Global_limit regression in 1.6 Pro with workflows?

In 1.5 we used the following pipeline-configuration
pipeline: [local_limit: 4, global_limit: [allowed: 1, partition: [args: [:some_identifier]]]]

This worked as expected, only four workflows at a time ran, partitioned by the args specified.

Essentially we just build a workflow consisting of multiple steps.

Workflow.new(workflow_name: "Workflow")
|> Workflow.add(:instance, StartInstance.new(%{some_identifier: "abc"}))
|> Workflow.add(:do_stuff, DoStuff.new(%{some_identifier: "abc"}), deps: [:instance])
|> Workflow.add(:do_more_stuff, DoMoreStuff.new(%{some_identifier: "abc"}), deps: [:do_stuff])
|> Workflow.add(:do_extra_stuff, DoExtraStuff.new(%{some_identifier: "abc"}), deps: [:do_more_stuff])

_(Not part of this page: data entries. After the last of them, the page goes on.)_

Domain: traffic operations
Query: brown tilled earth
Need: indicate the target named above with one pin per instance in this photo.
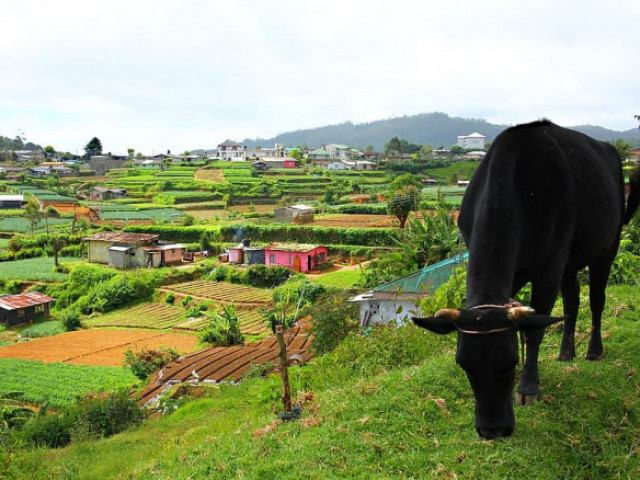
(96, 346)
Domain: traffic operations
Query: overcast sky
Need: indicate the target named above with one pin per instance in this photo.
(158, 75)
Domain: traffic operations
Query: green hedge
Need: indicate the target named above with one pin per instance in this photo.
(274, 233)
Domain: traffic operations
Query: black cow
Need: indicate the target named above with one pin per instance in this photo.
(545, 202)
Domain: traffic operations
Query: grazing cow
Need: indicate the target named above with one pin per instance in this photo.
(545, 202)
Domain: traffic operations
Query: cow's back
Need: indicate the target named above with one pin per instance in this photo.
(542, 194)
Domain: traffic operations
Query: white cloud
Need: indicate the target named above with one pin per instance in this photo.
(157, 75)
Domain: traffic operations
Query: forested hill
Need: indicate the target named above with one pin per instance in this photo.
(435, 129)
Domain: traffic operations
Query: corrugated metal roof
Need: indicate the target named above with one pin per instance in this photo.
(123, 237)
(23, 300)
(290, 247)
(425, 280)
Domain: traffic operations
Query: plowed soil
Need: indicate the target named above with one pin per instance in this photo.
(96, 346)
(356, 221)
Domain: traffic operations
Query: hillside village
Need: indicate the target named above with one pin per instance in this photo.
(182, 266)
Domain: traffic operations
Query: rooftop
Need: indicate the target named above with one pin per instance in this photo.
(23, 300)
(123, 237)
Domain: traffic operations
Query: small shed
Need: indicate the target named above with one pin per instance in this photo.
(11, 201)
(294, 214)
(254, 255)
(24, 307)
(236, 254)
(393, 302)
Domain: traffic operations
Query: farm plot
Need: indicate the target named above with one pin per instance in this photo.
(39, 269)
(158, 316)
(58, 383)
(251, 322)
(221, 292)
(153, 316)
(356, 221)
(96, 346)
(217, 364)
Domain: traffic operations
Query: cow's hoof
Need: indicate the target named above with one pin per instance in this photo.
(565, 357)
(525, 399)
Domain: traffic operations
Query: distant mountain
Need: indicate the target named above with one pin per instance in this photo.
(435, 129)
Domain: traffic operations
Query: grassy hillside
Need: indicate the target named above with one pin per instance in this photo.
(391, 404)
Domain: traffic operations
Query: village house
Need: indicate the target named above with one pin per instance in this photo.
(124, 250)
(294, 214)
(24, 307)
(300, 257)
(103, 193)
(395, 302)
(230, 150)
(269, 163)
(11, 201)
(475, 141)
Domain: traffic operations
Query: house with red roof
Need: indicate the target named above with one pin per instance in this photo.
(24, 308)
(301, 257)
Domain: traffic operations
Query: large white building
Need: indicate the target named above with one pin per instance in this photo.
(475, 141)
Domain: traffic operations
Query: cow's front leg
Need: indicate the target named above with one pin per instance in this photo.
(529, 381)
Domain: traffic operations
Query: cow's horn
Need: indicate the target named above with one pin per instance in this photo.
(448, 314)
(518, 313)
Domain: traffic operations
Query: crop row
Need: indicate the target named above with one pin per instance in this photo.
(58, 383)
(222, 292)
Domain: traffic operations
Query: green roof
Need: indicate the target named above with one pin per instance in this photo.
(428, 278)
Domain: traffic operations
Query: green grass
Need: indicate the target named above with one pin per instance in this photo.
(392, 405)
(44, 329)
(40, 269)
(22, 225)
(59, 383)
(344, 279)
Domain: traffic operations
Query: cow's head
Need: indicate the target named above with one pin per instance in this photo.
(488, 352)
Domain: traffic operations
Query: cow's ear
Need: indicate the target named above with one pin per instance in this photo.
(440, 325)
(533, 322)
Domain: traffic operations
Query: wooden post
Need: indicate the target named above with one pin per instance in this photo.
(284, 370)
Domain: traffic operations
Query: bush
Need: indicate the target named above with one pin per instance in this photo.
(333, 318)
(223, 329)
(145, 362)
(90, 417)
(70, 319)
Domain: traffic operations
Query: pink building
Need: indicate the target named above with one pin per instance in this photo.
(300, 257)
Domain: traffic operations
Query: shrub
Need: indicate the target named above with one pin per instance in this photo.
(223, 329)
(146, 361)
(90, 417)
(70, 319)
(333, 318)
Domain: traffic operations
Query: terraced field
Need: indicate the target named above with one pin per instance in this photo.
(159, 316)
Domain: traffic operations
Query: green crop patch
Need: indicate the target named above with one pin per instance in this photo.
(59, 383)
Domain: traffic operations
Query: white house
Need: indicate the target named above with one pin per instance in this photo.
(475, 140)
(230, 150)
(397, 301)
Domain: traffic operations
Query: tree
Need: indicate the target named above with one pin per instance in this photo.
(402, 202)
(393, 148)
(625, 149)
(94, 147)
(33, 213)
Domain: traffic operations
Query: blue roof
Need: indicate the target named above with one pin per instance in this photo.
(427, 279)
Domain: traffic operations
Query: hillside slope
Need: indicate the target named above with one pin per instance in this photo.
(435, 129)
(392, 404)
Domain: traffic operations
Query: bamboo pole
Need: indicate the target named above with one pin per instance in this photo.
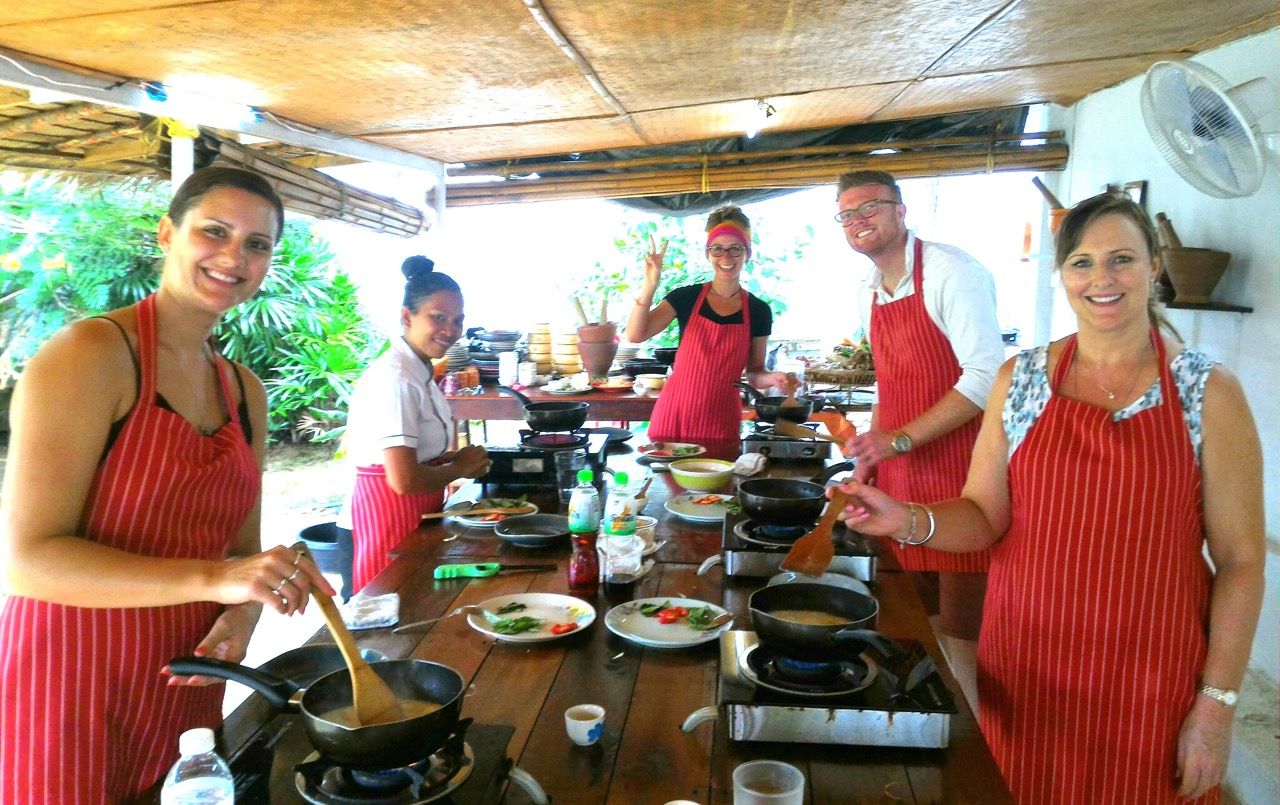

So it’s a linear flow, the :instance job has priority of 9 (this is the problem we’re solving for, we can only run four instances at a time) and the others default 0. However, we still see new instance jobs being fired off when the workflow isn’t completed, this was not the case in 1.5 where all jobs in the workflow completed before a new instance job could start. If we look at the available jobs we see all the StartInstance jobs being queued up, but this is as expected(?) and in available we see all of the follow-up jobs that are supposed to happen after the StartInstance jobs.

I’m at a bit of a loss here because I don’t see how this could happen given priorities and limits.

This is probably because partitioning in v1.6 is correct (e.g. actually fair), and in v1.5 it was subtly broken in a way that happened to work for your situation.

Setting the :instance job with a lower priority and the other jobs with a higher priority won’t have much effect if there are multiple workflows enqueued at once, as every job after :instance is placed on hold. Since you have a local limit of 4 (and possibly higher, with multiple nodes), you don’t have a guaranteed processing sequence.

A possible alternatives is to partition by the workflow name and set the global limit to four:

pipeline: [local_limit: 4, global_limit: [allowed: 4, partition: [meta: [:workflow_name]]]]

Then only four jobs of that workflow type can run simultaneously, and the workflow job’s dependencies will naturally sequence them.

2 Likes

Thanks for the pointer, we got a new batch in today and everything is now running as expected using the alternative solution suggested.